Recently we highlighted an article from Mark Hulbert that detailed why talk of a new era of higher correlations among stocks is misguided. Now, The Wall Street Journal’s Jason Zweig offers more data showing that, when it comes to the correlation of the U.S. market with other markets, perception and reality are very different. 

Zweig say that according to data from global stock index tracker MSCI,  the average monthly correlation of the U.S. with the other countries in the MSCI World Index is 0.80, which seems fairly high. But it’s not high compared to the past — at the end of April, shortly before global markets peaked, it was 0.81, Zweig says; at the end of 2010, it was 0.82; in March 2009, it was 0.87. The average for the past ten years: 0.78. “So, while U.S. stocks are moving very much in tandem with those of other markets,” he says, “they are less linked than they have been in the recent past.”

So why does it feel like markets across the globe have been moving up and down in lockstep lately? Zweig says a recent study may shed some light on that. “Calculating correlations might seem like a task that could be carried out only in the most ‘rational’ areas of the brain,” he explains. “But it turns out that humans process relationships among variables in a region of the brain called the insula, which processes visceral reactions like disgust and pain. The study also suggests that people learn best about correlation by focusing on long-term trends or sequences, rather than on isolated, salient events. Thus, a handful of data points like the market moves of the past few days can distort our impressions of how correlated the world’s financial assets have become.”

(The study, titled “Hedging Your Bets by Learning Reward Correlations in the Human Brain”, can be found here.)

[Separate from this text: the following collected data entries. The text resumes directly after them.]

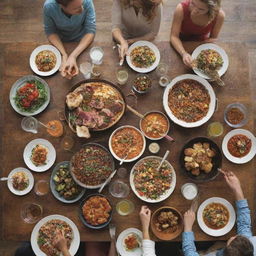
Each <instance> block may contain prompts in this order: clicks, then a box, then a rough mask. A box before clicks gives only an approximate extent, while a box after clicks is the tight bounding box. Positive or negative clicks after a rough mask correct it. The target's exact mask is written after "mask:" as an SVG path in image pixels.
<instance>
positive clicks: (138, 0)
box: [120, 0, 158, 22]
mask: <svg viewBox="0 0 256 256" xmlns="http://www.w3.org/2000/svg"><path fill="white" fill-rule="evenodd" d="M120 1H121V4H122V7H123V8H129V7H139V8H141V9H142V15H143V16H144V17H145V18H146V19H147V20H148V21H149V22H150V21H152V20H153V19H154V17H155V16H156V10H157V6H158V5H156V4H155V3H153V2H152V1H151V0H137V3H138V5H136V6H135V5H134V4H133V3H134V0H120Z"/></svg>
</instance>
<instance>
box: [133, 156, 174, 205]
mask: <svg viewBox="0 0 256 256" xmlns="http://www.w3.org/2000/svg"><path fill="white" fill-rule="evenodd" d="M148 158H154V159H158V160H159V161H161V160H162V157H158V156H146V157H144V158H142V159H140V160H139V161H138V162H137V163H136V164H135V165H134V166H133V167H132V170H131V172H130V185H131V188H132V190H133V192H134V194H135V195H136V196H137V197H138V198H140V199H141V200H142V201H145V202H148V203H159V202H161V201H163V200H165V199H166V198H168V197H169V196H170V195H171V194H172V192H173V191H174V189H175V185H176V173H175V170H174V168H173V166H172V165H171V164H170V163H169V162H168V161H167V160H165V161H166V162H168V164H169V165H170V167H171V168H172V181H171V185H170V189H169V190H167V191H166V192H165V193H164V194H162V195H161V196H160V197H159V198H158V199H150V198H147V197H145V196H141V195H139V193H138V191H137V190H136V188H135V185H134V181H133V180H134V175H133V171H134V168H135V167H136V166H137V165H138V164H140V163H141V162H142V161H144V160H145V159H148Z"/></svg>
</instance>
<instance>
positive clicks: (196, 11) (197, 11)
mask: <svg viewBox="0 0 256 256" xmlns="http://www.w3.org/2000/svg"><path fill="white" fill-rule="evenodd" d="M220 3H221V0H190V10H191V13H192V14H194V15H204V14H208V15H209V18H210V20H212V19H214V18H215V16H216V14H217V13H218V11H219V9H220Z"/></svg>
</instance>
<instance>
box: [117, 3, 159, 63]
mask: <svg viewBox="0 0 256 256" xmlns="http://www.w3.org/2000/svg"><path fill="white" fill-rule="evenodd" d="M161 3H162V0H113V5H112V36H113V38H114V40H115V41H116V42H118V43H119V44H120V50H119V55H120V59H121V60H123V59H124V57H125V55H126V54H127V50H128V45H129V44H132V43H134V42H136V41H139V40H147V41H152V40H154V39H155V37H156V35H157V34H158V31H159V28H160V23H161V17H162V4H161Z"/></svg>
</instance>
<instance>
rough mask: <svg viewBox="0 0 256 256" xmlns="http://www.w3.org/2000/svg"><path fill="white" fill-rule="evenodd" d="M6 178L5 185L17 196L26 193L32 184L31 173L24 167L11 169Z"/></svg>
mask: <svg viewBox="0 0 256 256" xmlns="http://www.w3.org/2000/svg"><path fill="white" fill-rule="evenodd" d="M8 178H9V179H8V181H7V186H8V188H9V190H10V191H11V192H12V193H13V194H15V195H17V196H23V195H26V194H28V193H29V192H30V191H31V189H32V188H33V186H34V177H33V175H32V173H31V172H30V171H29V170H28V169H26V168H24V167H18V168H15V169H13V170H12V171H11V172H10V173H9V175H8Z"/></svg>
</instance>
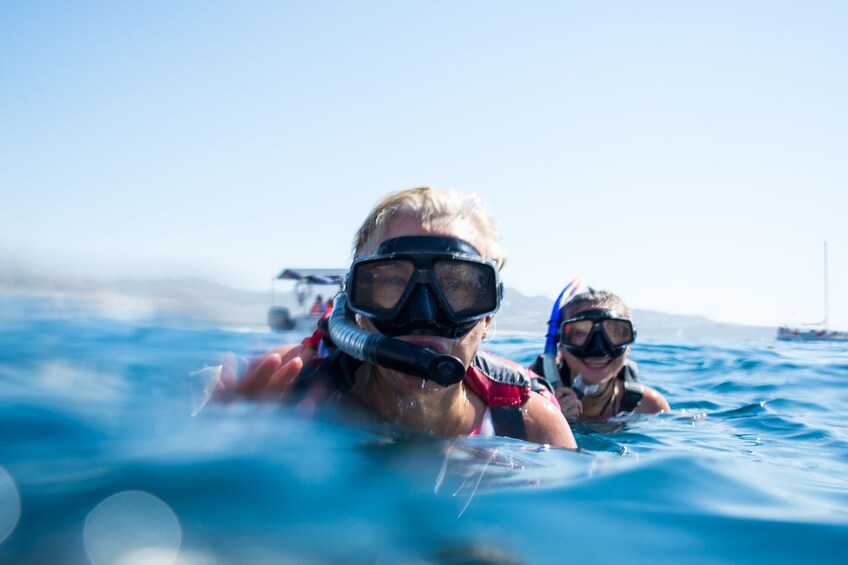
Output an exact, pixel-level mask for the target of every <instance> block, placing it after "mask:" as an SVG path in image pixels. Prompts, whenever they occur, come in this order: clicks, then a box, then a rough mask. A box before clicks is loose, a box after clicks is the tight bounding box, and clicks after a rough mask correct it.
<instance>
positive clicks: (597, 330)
mask: <svg viewBox="0 0 848 565" xmlns="http://www.w3.org/2000/svg"><path fill="white" fill-rule="evenodd" d="M635 340H636V331H635V330H634V329H633V323H632V322H631V321H630V320H629V319H627V318H624V317H622V316H621V315H619V314H618V313H617V312H615V311H614V310H600V309H598V310H586V311H583V312H579V313H577V314H575V315H574V316H572V317H571V318H568V319H567V320H565V321H563V322H562V325H561V326H560V331H559V342H560V344H561V345H562V346H563V347H564V348H565V349H566V350H568V352H569V353H571V354H572V355H574V356H575V357H578V358H580V359H585V358H587V357H611V358H613V359H615V358H616V357H620V356H621V355H623V354H624V352H625V351H626V350H627V346H628V345H629V344H631V343H633V342H634V341H635Z"/></svg>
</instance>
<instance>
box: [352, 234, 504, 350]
mask: <svg viewBox="0 0 848 565" xmlns="http://www.w3.org/2000/svg"><path fill="white" fill-rule="evenodd" d="M345 292H346V294H347V302H348V306H349V308H350V309H351V310H352V311H354V312H356V313H358V314H361V315H362V316H365V317H366V318H368V319H370V320H371V321H372V323H373V324H374V326H375V327H376V328H377V330H378V331H379V332H380V333H382V334H384V335H388V336H392V337H397V336H400V335H416V334H417V335H433V336H438V337H446V338H451V339H456V338H459V337H462V336H463V335H465V334H466V333H468V332H469V331H470V330H471V328H472V327H474V325H475V324H476V323H477V322H478V320H480V319H482V318H485V317H486V316H491V315H492V314H494V313H495V312H497V310H498V308H499V307H500V302H501V297H502V296H503V286H502V284H501V282H500V278H499V276H498V269H497V267H496V266H495V264H494V263H493V262H492V261H489V260H487V259H483V258H482V257H480V254H479V253H478V252H477V250H476V249H474V248H473V247H472V246H471V245H469V244H468V243H466V242H464V241H462V240H460V239H454V238H450V237H438V236H408V237H398V238H395V239H390V240H388V241H385V242H383V243H382V244H380V247H378V248H377V254H376V255H373V256H371V257H364V258H361V259H357V260H356V261H354V262H353V264H352V265H351V267H350V273H348V276H347V281H346V285H345Z"/></svg>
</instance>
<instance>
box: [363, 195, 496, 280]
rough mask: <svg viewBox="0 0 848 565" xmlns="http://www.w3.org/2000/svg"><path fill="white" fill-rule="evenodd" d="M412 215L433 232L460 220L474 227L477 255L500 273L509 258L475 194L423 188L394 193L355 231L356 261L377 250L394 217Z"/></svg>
mask: <svg viewBox="0 0 848 565" xmlns="http://www.w3.org/2000/svg"><path fill="white" fill-rule="evenodd" d="M402 214H410V215H412V216H414V217H415V218H417V219H418V220H420V221H421V225H422V227H424V228H425V229H430V228H432V227H434V226H438V225H439V224H440V223H442V222H446V221H449V220H453V219H460V220H462V221H464V222H467V223H469V224H471V225H472V226H473V227H474V228H475V229H476V231H477V233H478V234H479V236H480V242H481V245H482V246H483V249H478V250H477V251H478V252H479V253H480V255H481V256H482V257H484V258H486V259H490V260H492V261H494V262H495V264H496V265H497V266H498V269H502V268H503V266H504V264H505V263H506V256H505V255H504V252H503V249H502V248H501V246H500V243H499V242H498V230H497V228H496V227H495V222H494V220H493V219H492V216H491V214H490V213H489V211H488V209H487V208H486V207H485V206H484V205H483V203H482V202H481V201H480V198H479V197H478V196H477V195H476V194H474V193H473V192H453V191H445V190H438V189H435V188H430V187H429V186H421V187H418V188H411V189H408V190H401V191H399V192H393V193H391V194H389V195H388V196H386V197H385V198H383V200H382V201H381V202H380V203H379V204H377V205H376V206H375V207H374V209H373V210H371V213H370V214H368V217H367V218H365V221H364V222H363V223H362V225H361V226H360V227H359V229H358V230H357V231H356V235H355V236H354V239H353V258H354V259H357V258H359V257H364V256H368V255H370V254H373V253H374V252H375V251H376V250H377V245H378V243H379V242H380V240H381V239H382V237H383V233H384V232H385V230H386V226H388V225H389V223H390V222H391V221H392V219H394V218H395V217H397V216H399V215H402Z"/></svg>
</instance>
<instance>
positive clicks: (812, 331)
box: [777, 241, 848, 341]
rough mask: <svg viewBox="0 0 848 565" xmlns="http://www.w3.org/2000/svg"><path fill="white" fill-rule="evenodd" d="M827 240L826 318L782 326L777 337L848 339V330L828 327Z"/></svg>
mask: <svg viewBox="0 0 848 565" xmlns="http://www.w3.org/2000/svg"><path fill="white" fill-rule="evenodd" d="M827 280H828V274H827V242H826V241H825V242H824V320H823V321H822V322H820V323H815V324H804V325H802V326H781V327H779V328H778V329H777V339H779V340H782V341H848V332H843V331H836V330H831V329H829V328H828V327H827V321H828V320H827V317H828V316H827V314H828V296H827Z"/></svg>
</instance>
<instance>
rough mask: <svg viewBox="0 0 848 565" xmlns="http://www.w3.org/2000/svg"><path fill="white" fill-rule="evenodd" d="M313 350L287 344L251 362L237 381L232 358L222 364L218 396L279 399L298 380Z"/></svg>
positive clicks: (228, 358) (283, 394)
mask: <svg viewBox="0 0 848 565" xmlns="http://www.w3.org/2000/svg"><path fill="white" fill-rule="evenodd" d="M314 355H315V351H314V350H313V349H311V348H308V347H302V346H301V345H287V346H283V347H280V348H279V349H277V350H276V351H273V352H272V353H269V354H268V355H265V356H264V357H259V358H257V359H254V360H253V361H251V362H250V363H249V364H248V366H247V370H246V371H245V373H244V376H243V377H242V378H241V379H239V378H238V369H237V362H236V358H235V356H234V355H232V354H230V355H227V356H226V357H225V359H224V361H223V368H222V370H221V380H220V386H219V389H218V390H217V391H216V392H217V393H218V396H219V397H224V398H232V397H239V396H244V397H247V398H251V399H273V400H280V399H282V398H283V397H284V396H285V394H286V393H287V392H288V390H289V389H290V388H291V386H292V384H293V383H294V382H295V380H297V377H298V375H300V371H301V370H302V369H303V365H304V364H305V363H309V362H311V361H312V357H314Z"/></svg>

Still, Zweig says that doesn’t mean correlations won’t get higher, with the U.S. and many European countries facing very similar problems — namely debts and deficits. Those issues make inflation and currency weakness risks for investors. One way to protect against those risks, he says, is by investing in U.S. utilities, which tend to have minimal revenue outside the U.S., and whose prices charged “tend to move upward at a fairly steady pace regardless of inflation or interest rates”.